When asked what the report means by Iran's regime not limiting its anti-Semitism  to its domestic agenda, Wahdat-Hagh said, Iran supports foreign anti-Semitic entities "militarily, financially and ideologically." He cited the Lebanese group Hezbollah, Hamas and the Palestinian Islamic Jihad (PIJ).
In Germany the strong presence of Iran's regime is located in Hamburg. "In view of the facts that the political head of Iran is also considered a spiritual figure for many extremist thinking Muslims," wrote the commission's authors. The study says that Ayatollah Ali Khamenei, the Supreme Leader in Iran, is the sponsor of the Islamic Center in Hamburg (IZH).
According to one commission member, Dr. Juliane Wetzel, hyperbolic criticism of Israel as an expression of anti-Semitism exists between 40 and 50% of the population. However, Dr. Clemens Heni, a leading German scholar of contemporary German anti-Semitism, said Wetzel plays down the widespread form of anti-Israel anti-Semitism in the Federal Republic.
He told the Post on Tuesday, "according to a 2003 poll by the European Commission 65% of Germans see Israel as the 'biggest threat' on a worldwide scale. In fact the numbers are probably even higher, over 80% at least, who have a more or less have an anti-Israel stand. The reports ignores this, as well as the term 'Islamofascism,' which is an important term to understand the pro-Nazi attitude of many Muslim and Arab anti-Semites."
Dr. Heni, who was not a member of the commission, faulted the study for "ignoring leading scholars in the field like Robert S. Wistrich, Jeffrey Herf, Wolfgang G. Schwanitz, Daniel Pipes, Martin Kramer among many others."
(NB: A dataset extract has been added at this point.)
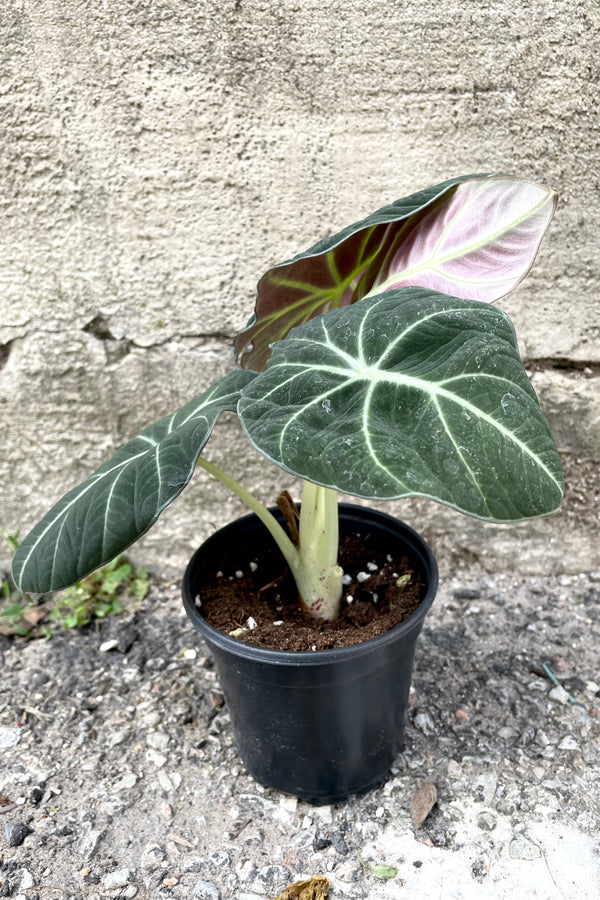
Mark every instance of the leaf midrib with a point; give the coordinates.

Though the modern anti-Semitism -hate directed toward the Jewish state- has mushroomed in Germany, there were no Israeli experts on the commission.
While the study devoted considerable treatment to extremist right-wing anti-Semitism, Dr. Wahdat-Hagh, a senior research fellow with the Brussels-based European Foundation for Democracy and expert on Islamic-fueled anti-Semitism, said the commission investigated the "anti-Semitic content of the Turkish press in Germany."
According to the inquiry, roughly 90% of documented anti-Semitic crimes come from the extreme right and neo-Nazi-based groups. Soccer matches are a frequent source of anti-Semitic diatribes. Soccer fans have chanted "Jews belong in the gas chamber" and "Bring back Auschwitz" and "Synagogues must burn."
The study revealed that the word "Jew" is used a pejorative term among German pupils to denigrate fellow students and as form of insult.
The historian Dr. Peter Longerich, a historian of the Nazi period and member of the commission, noted that  "Anti-Semitism in our society is based on widespread prejudices, cliches with deep roots and pure ignorance about everything to do with Jews and Judaism."